The soundscape of 'Strawberry Fields Forever' is immersive. Its lyrics, which skirt the boundaries of what cannot be said at all (Wittgenstein spoke of philosophy as "thought running up against the limits of language"; John Lennon, with lines like "that is you can't, you know, tune in/ But it's all right/ That is, I think, it's not too bad," expresses how ungraspably lucid inarticulate speech can be), also express a sort of trance-like dissociative fascination with half-remembered childhood trauma. This song has a famous backstory. 'Strawberry Field' in Liverpool was, when the Beatles were growing up - until 2005, in fact - a Salvation Army children's home or, as we used to say, orphanage (while the
former term’s still used for actually existing social provision, the latter's been relegated to the thought-worlds of fairy tales and musical theatre); as such, it would have exercised a certain fascination upon the young John Lennon. Certainly he used to spend time there, sneaking into the grounds with friends for fun and adventures and being taken there for summer fetes and other occasions by his Aunt Mimi - who had been awarded custody of John by Liverpool Social Services when he was five as his mother Julia, later to give him his first guitar when he was fifteen and then to die in a road accident two years later, had been deemed incapable of properly looking after him.
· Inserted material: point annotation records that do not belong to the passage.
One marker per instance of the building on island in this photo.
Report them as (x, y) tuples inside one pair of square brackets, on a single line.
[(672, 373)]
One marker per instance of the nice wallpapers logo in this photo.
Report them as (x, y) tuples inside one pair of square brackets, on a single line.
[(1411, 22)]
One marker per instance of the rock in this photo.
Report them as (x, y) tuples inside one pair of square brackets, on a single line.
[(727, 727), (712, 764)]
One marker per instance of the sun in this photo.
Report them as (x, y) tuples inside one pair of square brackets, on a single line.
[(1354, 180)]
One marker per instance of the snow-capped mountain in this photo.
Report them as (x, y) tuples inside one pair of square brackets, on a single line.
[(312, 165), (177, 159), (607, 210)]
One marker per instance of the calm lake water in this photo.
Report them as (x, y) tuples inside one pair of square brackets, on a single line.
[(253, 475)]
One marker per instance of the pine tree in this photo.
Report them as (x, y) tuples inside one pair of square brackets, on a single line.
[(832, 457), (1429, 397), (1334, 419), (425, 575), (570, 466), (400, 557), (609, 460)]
To name some of the worst things that can happen to a child in so blunt a précis feels disrespectful. It was certainly both a curse and a blessing for the young John Lennon that they also had to be lived through, a curse in that it 'did' for him in terms of applying himself in any conventional sense: school reports tended to say things like, "he has too many wrong ambitions and his energy is often misplaced" and "he is content to 'drift' instead of using his abilities" (living is easy with eyes closed). It was a blessing, though, in that he was able to alchemise such suffering through his art; indeed, his compulsive probing of these psychological wounds - a unfolding process both medicated and assisted by LSD and other drugs, later to reach crisis point if not resolution through the deliberately induced catharses of 'Primal Scream' therapy; you can hear the screaming in the music - came to stand in synecdochic relation to an entire youth cohort's problematic relations with adulthood and the straight world.

'Blackberry Way', by contrast, unlike 'Strawberry Fields' but like a lot of other pop songs, is about a girl. Whether we're living in a reactionary epoch or a progressive one, whether we're self-disciplined or congenitally lazy (bring back National Service! send youngsters from the technocratic elites back into the factories!), love problems are love problems. Even that formidable dialectician Herbert Marcuse, not otherwise known for his scrupulous avoidance of the notion that the personal might also be political, told an interviewer late in his life - with the merest perceptible grandfatherly twinkle in his eye - that "not every problem that someone has with their girlfriend or their boyfriend is necessarily due to the capitalist mode of production."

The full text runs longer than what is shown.